正交分頻多工系統(Orthogonal Frequency Division Multiplexing, OFDM)之載波間干擾(Inter-carrier Interference, ICI)效應會隨著車速提高而越益嚴重。本論文針對此問題，提出兩種遞迴式接收機來抑制載波間干擾，第一種為基於期望值最大化(Expectation-Maximization, EM)之最大相似度判定(Maximum Likelihood, ML)接收機，另一種則為加入迴旋編碼之基於期望值最大化渦輪式(Turbo-EM)接收機。首先，分析訊號載波間干擾效應的頻域模型，並結合期望值最大化演算法及載波間干擾消除來進行遞迴式的通道統計特性估測與資料偵測，以達到最大相似度判定準則，此為ML-EM接收機。然而，ML-EM接收機雖可改善使用一階等化器(One-tap Equalizer)的錯誤率，在高訊雜比(SNR)時還是會有明顯的錯誤基底(error floor)，為了解決此問題，我們提出一加入編碼的Turbo-EM接收機，此接收機使用最大後置機率判定之期望值最大化(MAP-EM)演算法，並利用雙向軟式輸出維特比演算法(Bi-directional Soft Output Viterbi Algorithm, Bi-SOVA)來提供MAP-EM所需的傳送訊號之事前機率，在通道平均值已知的情況下，Turbo-EM接收機可明顯縮減ML-EM接收機在高正規化都卜勒頻率(>0.1)時與理想ML-EM(假設傳送資料已知)間的差距，使兩者之間的效能更貼近。

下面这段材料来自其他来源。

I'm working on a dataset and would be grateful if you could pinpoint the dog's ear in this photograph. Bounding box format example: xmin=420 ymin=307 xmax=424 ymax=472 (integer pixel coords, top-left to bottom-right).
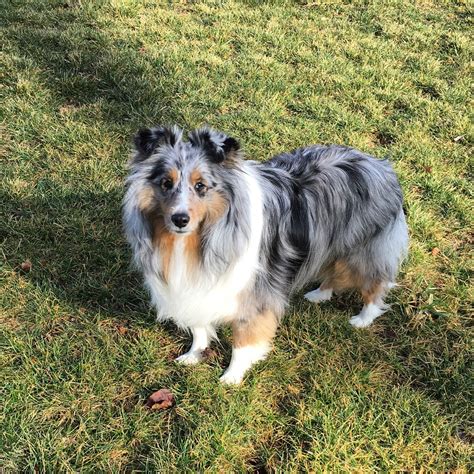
xmin=133 ymin=126 xmax=180 ymax=162
xmin=188 ymin=127 xmax=241 ymax=164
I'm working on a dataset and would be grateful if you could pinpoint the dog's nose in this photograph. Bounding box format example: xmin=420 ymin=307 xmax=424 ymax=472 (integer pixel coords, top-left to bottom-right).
xmin=171 ymin=213 xmax=190 ymax=228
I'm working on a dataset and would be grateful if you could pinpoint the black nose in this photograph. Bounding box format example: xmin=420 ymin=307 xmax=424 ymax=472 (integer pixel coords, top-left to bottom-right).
xmin=171 ymin=213 xmax=190 ymax=228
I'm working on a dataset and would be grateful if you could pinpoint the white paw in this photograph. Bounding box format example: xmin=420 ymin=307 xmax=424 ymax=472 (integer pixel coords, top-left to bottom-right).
xmin=304 ymin=288 xmax=333 ymax=303
xmin=350 ymin=303 xmax=384 ymax=328
xmin=220 ymin=370 xmax=244 ymax=385
xmin=175 ymin=351 xmax=203 ymax=365
xmin=349 ymin=315 xmax=373 ymax=328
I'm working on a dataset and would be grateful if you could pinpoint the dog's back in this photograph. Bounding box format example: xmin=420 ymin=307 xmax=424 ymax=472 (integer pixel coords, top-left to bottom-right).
xmin=254 ymin=144 xmax=408 ymax=328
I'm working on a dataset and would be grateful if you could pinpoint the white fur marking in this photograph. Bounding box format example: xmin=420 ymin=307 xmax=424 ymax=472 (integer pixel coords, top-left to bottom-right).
xmin=304 ymin=287 xmax=333 ymax=303
xmin=220 ymin=343 xmax=270 ymax=385
xmin=175 ymin=326 xmax=212 ymax=365
xmin=349 ymin=303 xmax=385 ymax=328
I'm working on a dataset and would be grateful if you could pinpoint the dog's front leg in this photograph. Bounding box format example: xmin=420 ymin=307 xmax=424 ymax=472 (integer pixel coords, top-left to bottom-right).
xmin=220 ymin=310 xmax=278 ymax=385
xmin=175 ymin=326 xmax=212 ymax=365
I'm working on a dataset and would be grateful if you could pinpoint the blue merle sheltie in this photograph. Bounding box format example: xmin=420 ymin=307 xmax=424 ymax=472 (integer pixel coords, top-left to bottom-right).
xmin=123 ymin=126 xmax=409 ymax=384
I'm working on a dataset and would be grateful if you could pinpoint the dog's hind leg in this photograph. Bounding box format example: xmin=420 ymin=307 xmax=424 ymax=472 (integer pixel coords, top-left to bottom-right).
xmin=220 ymin=310 xmax=278 ymax=384
xmin=349 ymin=282 xmax=389 ymax=328
xmin=349 ymin=211 xmax=407 ymax=328
xmin=175 ymin=326 xmax=214 ymax=365
xmin=305 ymin=261 xmax=355 ymax=304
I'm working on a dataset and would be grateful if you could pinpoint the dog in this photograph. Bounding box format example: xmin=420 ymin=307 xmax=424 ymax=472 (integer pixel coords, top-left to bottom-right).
xmin=123 ymin=125 xmax=408 ymax=384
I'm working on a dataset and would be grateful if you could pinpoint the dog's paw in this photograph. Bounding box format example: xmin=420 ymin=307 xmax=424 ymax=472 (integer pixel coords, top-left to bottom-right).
xmin=219 ymin=370 xmax=244 ymax=385
xmin=349 ymin=315 xmax=373 ymax=328
xmin=350 ymin=303 xmax=384 ymax=328
xmin=175 ymin=351 xmax=202 ymax=365
xmin=304 ymin=288 xmax=333 ymax=303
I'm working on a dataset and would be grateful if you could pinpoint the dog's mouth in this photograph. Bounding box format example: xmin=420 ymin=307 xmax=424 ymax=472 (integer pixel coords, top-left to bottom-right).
xmin=167 ymin=225 xmax=193 ymax=235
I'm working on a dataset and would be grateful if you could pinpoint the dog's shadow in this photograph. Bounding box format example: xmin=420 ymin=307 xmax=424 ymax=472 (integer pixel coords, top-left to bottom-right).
xmin=2 ymin=188 xmax=152 ymax=322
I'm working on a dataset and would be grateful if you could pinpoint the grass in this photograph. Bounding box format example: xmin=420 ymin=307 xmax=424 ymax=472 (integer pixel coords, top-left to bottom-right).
xmin=1 ymin=0 xmax=473 ymax=471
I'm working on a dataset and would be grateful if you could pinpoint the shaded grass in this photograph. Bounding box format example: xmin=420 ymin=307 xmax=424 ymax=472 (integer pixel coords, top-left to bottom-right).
xmin=1 ymin=0 xmax=473 ymax=471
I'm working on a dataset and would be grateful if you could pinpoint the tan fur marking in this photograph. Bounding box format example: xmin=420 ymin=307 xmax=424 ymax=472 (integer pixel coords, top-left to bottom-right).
xmin=361 ymin=282 xmax=384 ymax=305
xmin=190 ymin=169 xmax=203 ymax=185
xmin=152 ymin=217 xmax=203 ymax=281
xmin=205 ymin=191 xmax=227 ymax=223
xmin=152 ymin=218 xmax=175 ymax=282
xmin=184 ymin=232 xmax=201 ymax=273
xmin=224 ymin=149 xmax=241 ymax=164
xmin=187 ymin=195 xmax=207 ymax=228
xmin=330 ymin=260 xmax=362 ymax=291
xmin=323 ymin=260 xmax=384 ymax=303
xmin=232 ymin=310 xmax=278 ymax=348
xmin=319 ymin=279 xmax=333 ymax=291
xmin=184 ymin=169 xmax=228 ymax=227
xmin=137 ymin=186 xmax=156 ymax=213
xmin=169 ymin=168 xmax=179 ymax=184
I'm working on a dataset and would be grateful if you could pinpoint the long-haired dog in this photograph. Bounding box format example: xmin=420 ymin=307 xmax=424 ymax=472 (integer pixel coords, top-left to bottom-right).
xmin=123 ymin=126 xmax=408 ymax=384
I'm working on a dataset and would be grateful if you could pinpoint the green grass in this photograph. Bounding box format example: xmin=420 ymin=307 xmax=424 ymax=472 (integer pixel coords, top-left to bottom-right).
xmin=1 ymin=0 xmax=473 ymax=471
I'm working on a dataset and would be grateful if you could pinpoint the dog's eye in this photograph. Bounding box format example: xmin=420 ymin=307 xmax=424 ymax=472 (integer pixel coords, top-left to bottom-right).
xmin=194 ymin=182 xmax=207 ymax=193
xmin=160 ymin=178 xmax=173 ymax=191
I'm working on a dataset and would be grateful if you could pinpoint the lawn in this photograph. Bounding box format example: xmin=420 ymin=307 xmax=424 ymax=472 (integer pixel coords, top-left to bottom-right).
xmin=1 ymin=0 xmax=473 ymax=471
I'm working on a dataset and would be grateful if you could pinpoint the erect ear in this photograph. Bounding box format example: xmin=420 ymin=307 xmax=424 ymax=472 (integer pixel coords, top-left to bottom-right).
xmin=133 ymin=125 xmax=181 ymax=162
xmin=188 ymin=127 xmax=241 ymax=164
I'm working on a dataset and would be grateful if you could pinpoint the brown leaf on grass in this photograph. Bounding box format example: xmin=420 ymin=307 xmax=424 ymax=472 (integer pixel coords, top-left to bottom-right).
xmin=117 ymin=325 xmax=128 ymax=335
xmin=423 ymin=166 xmax=432 ymax=173
xmin=431 ymin=247 xmax=440 ymax=256
xmin=20 ymin=260 xmax=32 ymax=272
xmin=145 ymin=388 xmax=175 ymax=410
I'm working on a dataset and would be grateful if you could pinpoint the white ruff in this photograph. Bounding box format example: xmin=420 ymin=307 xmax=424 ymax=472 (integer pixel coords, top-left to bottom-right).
xmin=145 ymin=164 xmax=264 ymax=329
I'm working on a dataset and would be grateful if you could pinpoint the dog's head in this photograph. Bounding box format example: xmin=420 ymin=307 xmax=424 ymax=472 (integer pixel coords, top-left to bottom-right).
xmin=131 ymin=125 xmax=241 ymax=234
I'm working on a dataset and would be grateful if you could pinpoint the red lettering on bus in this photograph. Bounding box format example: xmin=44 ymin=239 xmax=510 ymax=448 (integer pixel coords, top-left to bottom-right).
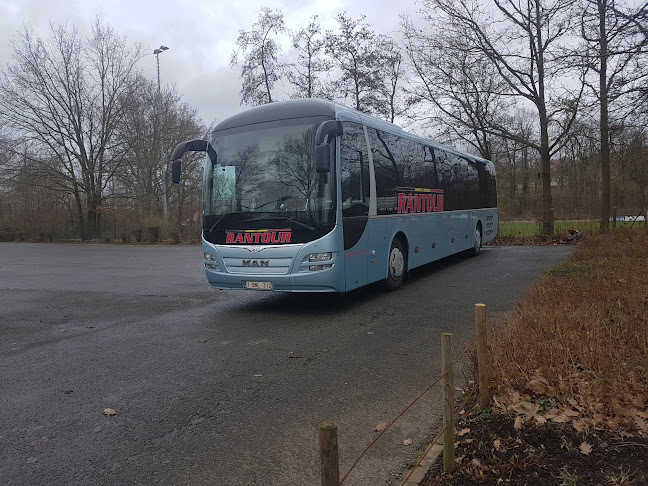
xmin=414 ymin=194 xmax=422 ymax=213
xmin=436 ymin=195 xmax=444 ymax=211
xmin=405 ymin=194 xmax=414 ymax=213
xmin=280 ymin=232 xmax=291 ymax=243
xmin=226 ymin=233 xmax=235 ymax=243
xmin=244 ymin=233 xmax=253 ymax=244
xmin=271 ymin=232 xmax=280 ymax=243
xmin=398 ymin=193 xmax=407 ymax=213
xmin=427 ymin=195 xmax=434 ymax=212
xmin=234 ymin=233 xmax=244 ymax=244
xmin=261 ymin=233 xmax=271 ymax=243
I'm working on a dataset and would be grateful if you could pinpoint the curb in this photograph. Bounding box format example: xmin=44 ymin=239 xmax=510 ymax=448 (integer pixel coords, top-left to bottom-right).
xmin=402 ymin=441 xmax=444 ymax=486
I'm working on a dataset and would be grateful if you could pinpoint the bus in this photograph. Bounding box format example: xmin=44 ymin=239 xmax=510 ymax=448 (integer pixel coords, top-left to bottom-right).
xmin=171 ymin=99 xmax=497 ymax=293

In mobile environments, time-variant channels will cause inter-carrier interference (ICI) in orthogonal frequency division multiplexing (OFDM) system, thus severely degrade the system performance. This thesis proposes two expectation-maximization (EM)-based iterative receivers to deal with the ICI problem. First, an ML-EM receiver is developed to reduce the computational complexity, the main idea of which is to combine the EM algorithm with a groupwise ICI cancellation method for iterative data detection and channel estimation. The receiver effectively improves the bit error rate (BER) performance of the conventional one-tap equalizer, but the performance degradation compared with the perfect case (assuming both average channel gain and transmitted data symbol we known) is still considerable. We then investigate an EM-based turbo receiver for OFDM systems with outer channel coding, called a Turbo-EM receiver. Based on the MAP-EM receiver structure, this receiver employs a bi-directional soft-output viterbi algorithm (Bi-SOVA) to exchange soft information with a maximum a posteriori (MAP)-EM algorithm by using the turbo principle. Compared with the ML-EM receiver, our simulation results show that the Turbo-EM receiver significantly improves the BER performance, and its performance is more close to the perfect case, under relatively high normalized Doppler frequency(>0.1).